Acórdão do Tribunal da Relação de Lisboa
Processo:
6424/2007-1
Relator: RIJO FERREIRA
Descritores: CITAÇÃO
Nº do Documento: RL
Data do Acordão: 07/30/2007
Votação: DECISÃO INDIVIDUAL
Texto Integral: S
Meio Processual: AGRAVO
Decisão: CONCEDIDO PROVIMENTO
Sumário: I. As formas de citação não presenciais admitem sempre a possibilidade da sua invalidação pela demonstração de que o seu destinatário não chegou a ter conhecimento do acto por facto que lhe não seja imputável (artº 195º, al. e) do CPC);
II. O grau de exigência dessa prova é maior no caso de citação com hora certa – em que está em causa a efectiva morada do citando – do que no caso de citação por prova do depósito – em que está em causa uma presunção de residência derivada do conteúdo de bases de dados.
(R.F.)
Decisão Texto Integral: (Decisão sumária nos termos dos artigos 701º, nº 2, e 705º do CPC)

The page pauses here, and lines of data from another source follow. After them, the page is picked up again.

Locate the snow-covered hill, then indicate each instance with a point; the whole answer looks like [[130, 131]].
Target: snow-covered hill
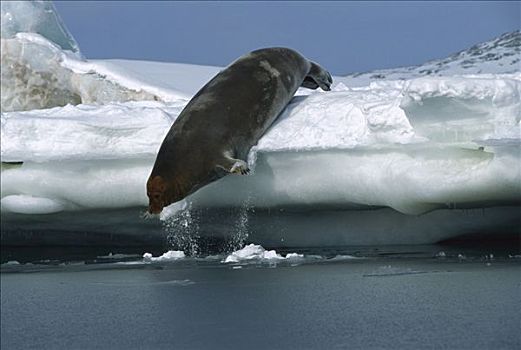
[[501, 55], [413, 155]]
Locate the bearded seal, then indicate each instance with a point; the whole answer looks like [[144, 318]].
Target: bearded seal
[[213, 134]]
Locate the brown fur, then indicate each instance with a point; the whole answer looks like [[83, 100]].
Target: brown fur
[[215, 131]]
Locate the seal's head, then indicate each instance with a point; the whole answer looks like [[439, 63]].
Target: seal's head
[[157, 192], [161, 193]]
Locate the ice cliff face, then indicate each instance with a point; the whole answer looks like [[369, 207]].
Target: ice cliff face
[[395, 151], [42, 66]]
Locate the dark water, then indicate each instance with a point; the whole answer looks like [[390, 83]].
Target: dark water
[[467, 297]]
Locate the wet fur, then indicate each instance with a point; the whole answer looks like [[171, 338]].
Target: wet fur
[[226, 118]]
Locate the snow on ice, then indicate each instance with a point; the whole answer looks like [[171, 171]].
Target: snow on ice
[[87, 133]]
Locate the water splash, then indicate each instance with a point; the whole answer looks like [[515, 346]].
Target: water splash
[[241, 227], [182, 230]]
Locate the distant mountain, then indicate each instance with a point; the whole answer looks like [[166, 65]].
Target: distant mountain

A… intentou execução contra R… pedindo sua citação na Rua das Murtas (...) Rinchoa, 2635 Rio de Mouro, para onde foi remetida, para notificação da executada, carta registada com aviso de recepção que veio devolvida com a indicação “informaram ser desconhecida”.
Foi feita consulta às bases de dados dos serviços de identificação civil, da segurança social; da Direcção Geral dos Impostos e da Direcção Geral de Viação tendo sido obtida informação dos serviços de identificação civil e da Direcção Geral dos Impostos indicando como morada da executada, respectivamente, “Rua da Abelheira (...) Agualva, Cacém, Sintra” e “Rua das Murtas (...) Rinchoa, Sintra”.
Foram remetidas para ambas as moradas indicadas cartas de notificação da executada com prova de depósito, tendo o depósito das mesmas nos correspondentes receptáculos postais sido comprovado pelas declarações juntas aos autos, cartas essas que foram posteriormente devolvidas com a indicação, numa delas, de “por se encontrar no estrangeiro”.
Veio posteriormente a executada arguir a invalidade da sua citação por não estarem reunidos os requisitos legais para a citação por prova do depósito, a qual foi indeferida com fundamento não só na legalidade da forma usada para a citação mas também na inaplicabilidade do disposto na al. e) do artº 195º do CPC dado que “ a ser verdade que a executada não teve conhecimento das duas cartas que lhe foram endereçadas para a sua citação, tal só a si era imputável, pois foi ela quem forneceu os endereços às entidades oficiais”.
Inconformada, agravou a executada concluindo em síntese não haver lugar à forma de citação utilizada, não ter tido efectivo conhecimento da citação e pela inconstitucionalidade da forma de citação utilizada.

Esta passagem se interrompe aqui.